Eric came up with a design (added to User Level Python APIs) for loop resolution. Led to a discussion of a loop dispatch mechanism. perhaps we define loops for contiguous, 1d, and general ndarrays
Topics to discuss:
- Maybe go through ufunc from start to finish
- For use cases of categorical, units, ragged array, ... dtypes
- What to do with flexible dtypes
- Casting, promotion rules
- Ressurect the subtype PR and close the Metaclass PR
- Backward compatibility
- Provide a function to allocate `PyArray_Descr`
- Anyone using the current stack-allocated PyArray_Descr is supposed to call `Py*Register`, use this to mark it as *old*
- What is the python API for overriding/registering ArrFuncs
- `PyArray_Result()` decays arrays into scalars which casts them into non-dtype things: allow passing a flag to out that will not decay
Discussion of Numpy 2.0 from the [wiki page](https://github.com/numpy/numpy/wiki/Backwards-incompatible-ideas-for-a-major-release)
Discussion of `__numpy_implementation__`
### Afternoon
3-4 call with Kevin Sheppard about random generator refactor (mattip lead)
https://github.com/numpy/numpy/issues/13164
[Concerns about new random APIs](https://hackmd.io/E68kqcDZSKyuhmlY0kK3Sg)
An interesting alternative design: [`jax.random`](https://github.com/google/jax#random-numbers-are-different)
##### Names
What should we call the `brng` and `RandomGenerator` classes
- brng can be Sampler or RandomSample: BitGenerator bit_generator
- `RandomGenerator` suggestions? np.random.Generator
##### Exposing APIs
Do we need to expose
- np.random.gen
- Pro: easy to use
- Con: anti-pattern
- Change the module level functions in np.random.* to notice when a seed is set: not really a good idea.
- Deprecate np.random.seed, add a np.random.legacy namespace.
- np.random.gen.brng.generator
- Consensus: Remove this.
##### Multithreaded best practices
[doc](https://6868-908607-gh.circle-artifacts.com/0/home/circleci/repo/doc/build/html/reference/random/multithreading.html)
`rng.jump()` -> `rng.jumped()` which returns a new instance
https://github.com/google/jax#random-numbers-are-different
##### What to do with ...
- `random_integers` which should be deprecated?
- conclusion:
- Remove matlab-compatible `.rand` and `.randn`
- Remove `random_integers`
- `randint` -> integers, remove usemask (force to faster), add boolean`endpoint` kwarg with default False
- `random_sample` -> `random`
- Apache2 license of pcg32, pcg64
- "axis"-based kwarg to choice? something we should consider?
- perhaps we should hold off on the axis idea for now; interaction with size is confusing? If both are specified, we should require size is an integer or raise.

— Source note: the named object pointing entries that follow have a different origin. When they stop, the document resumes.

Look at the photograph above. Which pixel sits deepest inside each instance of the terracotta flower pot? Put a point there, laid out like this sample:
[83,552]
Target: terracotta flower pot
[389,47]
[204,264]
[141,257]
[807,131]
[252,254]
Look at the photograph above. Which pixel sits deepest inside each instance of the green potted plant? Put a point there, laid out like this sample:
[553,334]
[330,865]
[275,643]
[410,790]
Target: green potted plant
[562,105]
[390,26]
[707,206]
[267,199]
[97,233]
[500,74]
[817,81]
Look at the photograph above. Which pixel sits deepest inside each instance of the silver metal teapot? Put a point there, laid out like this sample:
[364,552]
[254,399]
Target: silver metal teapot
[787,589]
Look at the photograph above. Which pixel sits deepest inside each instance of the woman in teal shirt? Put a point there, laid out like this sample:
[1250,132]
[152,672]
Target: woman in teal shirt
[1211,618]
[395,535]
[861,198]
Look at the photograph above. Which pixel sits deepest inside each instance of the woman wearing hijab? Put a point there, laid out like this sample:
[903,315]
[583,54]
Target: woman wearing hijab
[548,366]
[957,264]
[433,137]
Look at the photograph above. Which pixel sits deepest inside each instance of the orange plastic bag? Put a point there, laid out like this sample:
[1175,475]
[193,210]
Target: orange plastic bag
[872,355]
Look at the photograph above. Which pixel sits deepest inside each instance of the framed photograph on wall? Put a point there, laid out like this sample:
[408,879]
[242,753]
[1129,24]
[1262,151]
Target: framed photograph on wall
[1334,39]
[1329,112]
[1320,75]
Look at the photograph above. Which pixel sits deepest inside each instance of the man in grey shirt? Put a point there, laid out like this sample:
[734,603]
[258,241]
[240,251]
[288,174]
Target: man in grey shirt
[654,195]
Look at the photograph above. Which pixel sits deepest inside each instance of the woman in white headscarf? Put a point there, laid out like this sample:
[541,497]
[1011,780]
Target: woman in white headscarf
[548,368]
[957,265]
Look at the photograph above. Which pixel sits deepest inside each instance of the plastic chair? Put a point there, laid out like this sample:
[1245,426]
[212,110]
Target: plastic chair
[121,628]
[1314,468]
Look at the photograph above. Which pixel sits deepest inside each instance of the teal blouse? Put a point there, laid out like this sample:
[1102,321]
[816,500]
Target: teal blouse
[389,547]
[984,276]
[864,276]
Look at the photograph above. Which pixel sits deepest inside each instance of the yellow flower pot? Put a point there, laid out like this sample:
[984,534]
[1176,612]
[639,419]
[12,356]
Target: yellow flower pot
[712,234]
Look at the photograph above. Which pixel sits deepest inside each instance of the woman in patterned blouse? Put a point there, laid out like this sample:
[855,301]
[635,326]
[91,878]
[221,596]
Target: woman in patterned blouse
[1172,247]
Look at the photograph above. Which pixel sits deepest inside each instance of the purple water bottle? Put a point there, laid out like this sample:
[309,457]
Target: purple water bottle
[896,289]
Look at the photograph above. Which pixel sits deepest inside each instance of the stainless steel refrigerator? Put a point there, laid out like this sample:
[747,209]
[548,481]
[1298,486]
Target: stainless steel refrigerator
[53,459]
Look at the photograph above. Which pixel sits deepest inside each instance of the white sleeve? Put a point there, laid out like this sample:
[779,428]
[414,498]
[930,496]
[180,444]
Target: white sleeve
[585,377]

- Do whatever `take` does, and just point to its documentation
- check that the documentation of the default matches the brng default for Generator
## Sat May 11
### Morning
* Get core contributor PR list down
* Write some NEP skeletons in "working groups"
* `dtype`/`ufunc` NEP
* Required: Eric, Sebastian
* Indexing NEP (almost done)
* Required: Stephan
* RandomGen NEP (almost done)
* Required: Matti
* Am I missing any?
### Afternoon
* `uarray` discussion (Hameer), if there's interest
* Explanation of features/API.
* Matti's comment: It's useless without a back-end
* That could be changed...
* Possible use-cases (I'm open to suggestions)
* Related to duck-array discussion
* Related to `ufunc`/`dtype` discussion
* ...
* Possible modifications to adapt to said use-cases
* Uses drive development, not the other way around.
* NEP if there is interest.
* NumPy 2.0 --- Path forward? (Hameer, Stephan, ...)
* Question:
* Should NumPy 2.0 just be like current NumPy releases, perhaps 1-2 years of changes coming in one release?
* Or should NumPy 2.0 be willing to break backwards compatibility in a more serious way, e.g., by removing scalars. If we're willing to consider this, we might require writing `import numpy2`.
* Targets:
* Less than x% of people should be affected.
* Things should become *easier*.
* Should remove major maintenance bottlenecks
* Like the ArrFuncs struct, ideally
* When should we do this?
* Set a target or defer indefinitely?
* Do we want to change some of our policies for 2.0?
* Right now the policy is basically a one loud voice can block progress.
* Some successful examples
* jinja2 and ggplot2 use a new namespace
* Django 2.0 (Hameer)
* Some bad examples
* Python 2 -> 3 (Chuck)
## Topics
### Dtype planning
Required: Eric, Sebastian, Matti
- [PR](https://github.com/numpy/numpy/pull/12585) to make dtype a TypeObject
- [PR](https://github.com/numpy/numpy/pull/12630) for a dtype NEP
- [Dtype Brainstorming](https://github.com/numpy/numpy/wiki/Dtype-Brainstorming) from SciPy 2018
- [issue](https://github.com/numpy/numpy/issues/9474) about subtyping dtype in Pandas
- [random thoughts](https://hackmd.io/ok21UoAQQmOtSVk6keaJhw) by Matti about a high-level view
- Eric's [high-level view](https://hackmd.io/_TS-pb88RsCI9NEpOH3FXg?both)
### Random Number PR review
Required: Kevin Sheppard (remote), Robert Kern (remote) Matti,
- [randomgen](https://github.com/bashtage/randomgen) where it all started
- [PR](https://github.com/numpy/numpy/pull/13163) to merge randomgen to NumPy
- [tracking issue](https://github.com/numpy/numpy/issues/13164) for things to be done before/after the merge
- Licensing. PCG is licensed under Apache 2. Robert expressed [concern](https://github.com/numpy/numpy/issues/13447#issuecomment-488547793) that this is incompatible with GPL2; [Apache website confirms](https://www.apache.org/licenses/GPL-compatibility.html) (Apache 2 is only compatible with GPL v3). PCG can therefore not be included.
### PR Review
Required: Eric, Tyler
### If there is time
- copying and views:
- Does copy need to copy the dtype [issue](https://github.com/numpy/numpy/issues/12817) If not we should make dtype instances immutable and provide helpers to copy them
- Does a copy compact memory or does it need a kwarg to force compacting?
- Discussion and conclusion: on `array.copy()`we want to compact structured array padding on copy (perhaps recursively, respecting the dtype align flag. The is_aligned_struct flag is preseved by copy, and will respect the order of the field layout in memory. When creating a dtype via PEP 3118, we will set the is_aligned_struct. The solution for people want to keep padding is `array.astype(array.dtype)`. Aside: we may want to make sure we are correctly reflecting PEP 3118 aligment semantics, whatever they are.